Les 254 députés présents ont tous montré leur accord, soutenant la proposition de loi portée par le groupe centriste Liot (Liberté, indépendants, outre-mer, territoires), lors d'une journée consacrée à cette question. Ce texte vise à éradiquer des édits qui remontent aux XVIIe et XVIIIe siècles.
Ces textes déshumanisaient les personnes réduites en esclavage, les désignant comme des "êtres meubles", similaires à des biens matériels, tout en imposant des sanctions brutales pour ceux qui tentaient de fuir : mutilations, marquage au fer et même peine de mort.

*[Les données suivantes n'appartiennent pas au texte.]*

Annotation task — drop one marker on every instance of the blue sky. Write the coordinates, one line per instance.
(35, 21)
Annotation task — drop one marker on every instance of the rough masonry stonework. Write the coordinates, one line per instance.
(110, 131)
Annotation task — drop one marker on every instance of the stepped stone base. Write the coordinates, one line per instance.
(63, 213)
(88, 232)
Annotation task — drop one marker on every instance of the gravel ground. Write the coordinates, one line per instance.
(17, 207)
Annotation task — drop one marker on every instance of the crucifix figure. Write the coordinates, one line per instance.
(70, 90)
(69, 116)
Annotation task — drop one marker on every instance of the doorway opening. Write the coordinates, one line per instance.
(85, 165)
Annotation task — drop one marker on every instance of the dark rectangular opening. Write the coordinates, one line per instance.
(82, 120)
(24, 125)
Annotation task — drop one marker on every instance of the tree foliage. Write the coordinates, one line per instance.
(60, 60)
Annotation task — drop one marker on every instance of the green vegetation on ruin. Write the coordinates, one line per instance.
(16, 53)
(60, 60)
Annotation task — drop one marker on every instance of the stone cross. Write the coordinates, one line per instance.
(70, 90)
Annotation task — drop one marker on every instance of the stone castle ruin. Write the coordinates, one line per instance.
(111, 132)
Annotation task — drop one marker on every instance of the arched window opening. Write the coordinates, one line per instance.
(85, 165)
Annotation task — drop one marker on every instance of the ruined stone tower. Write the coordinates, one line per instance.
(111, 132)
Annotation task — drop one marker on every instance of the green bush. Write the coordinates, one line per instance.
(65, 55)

- "Blessures de l'histoire" -
Max Mathiasin, rapporteur et député guadeloupéen, a évoqué la nécessité de "poser un acte puissant de mémoire, de justice et de reconnaissance", tout en précisant qu'une seule mesure ne saurait suffire à guérir les blessures de l'histoire. Ému, il a salué ce vote comme un hommage à ceux qui ont été soumis à l'esclavage.
La ministre des Outre-mer, Naïma Moutchou, a souligné que même si le Code noir n'avait plus d'effet légal, son impact socioculturel perdurait. Elle a insisté sur l'importance d'éliminer de notre législation tout texte indigne.

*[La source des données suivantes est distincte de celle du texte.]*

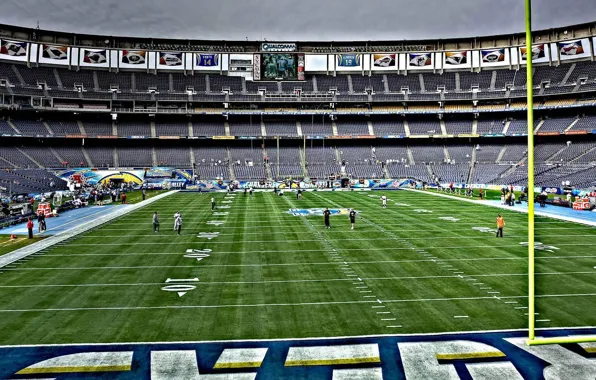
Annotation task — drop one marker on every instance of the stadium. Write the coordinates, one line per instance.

Les débats ont majoritairement tourné autour de l’héritage de l'esclavage en France et des répercussions qui subsistent aujourd’hui, telles que les inégalités persistantes entre les territoires d’outre-mer et l’Hexagone, ainsi que les discriminations subies par la population noire.
Emeline K/Bidi, députée communiste réunionnaise, a interrogé les implications de cette abrogation en 2026, notant que les Outre-mer continuent d'être perçues comme des périphéries. De son côté, l'écologiste Steevy Gustave a, de manière profonde, évoqué les souvenirs de son arrière-grand-mère, esclave en Afrique, qui a marqué l'hémicycle par son témoignage personnel.

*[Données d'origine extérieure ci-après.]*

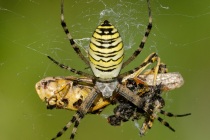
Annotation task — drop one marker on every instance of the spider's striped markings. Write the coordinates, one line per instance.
(106, 57)
(106, 52)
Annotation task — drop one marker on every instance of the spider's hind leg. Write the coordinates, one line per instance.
(138, 70)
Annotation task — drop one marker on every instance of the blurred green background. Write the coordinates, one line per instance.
(30, 30)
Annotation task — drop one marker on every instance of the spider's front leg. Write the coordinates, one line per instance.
(152, 58)
(81, 112)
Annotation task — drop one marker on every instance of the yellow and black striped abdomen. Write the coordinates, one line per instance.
(106, 51)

La question des réparations a également été soulevée. Plusieurs députés ont rappelé que les anciens propriétaires d'esclaves avaient été indemnisés, contrairement aux personnes réduites en servitude. Emmanuel Macron a exprimé son soutien à l'abrogation, la qualifiant de nécessité pour la République, tout en appelant à ne pas éluder la question des réparations, qui reste à éclaircir.
Jean-Philippe Nilor (LFI), député de Martinique, a exhorté le président à changer la position historique du gouvernement sur la question des réparations, appelant à un débat plus large incluant d'autres formes de restitution, pas uniquement financières. Le texte adopté inclut aussi un amendement établissant la reconnaissance des textes ayant institutionnalisé l'esclavage comme intrinsèques aux crimes contre l'humanité.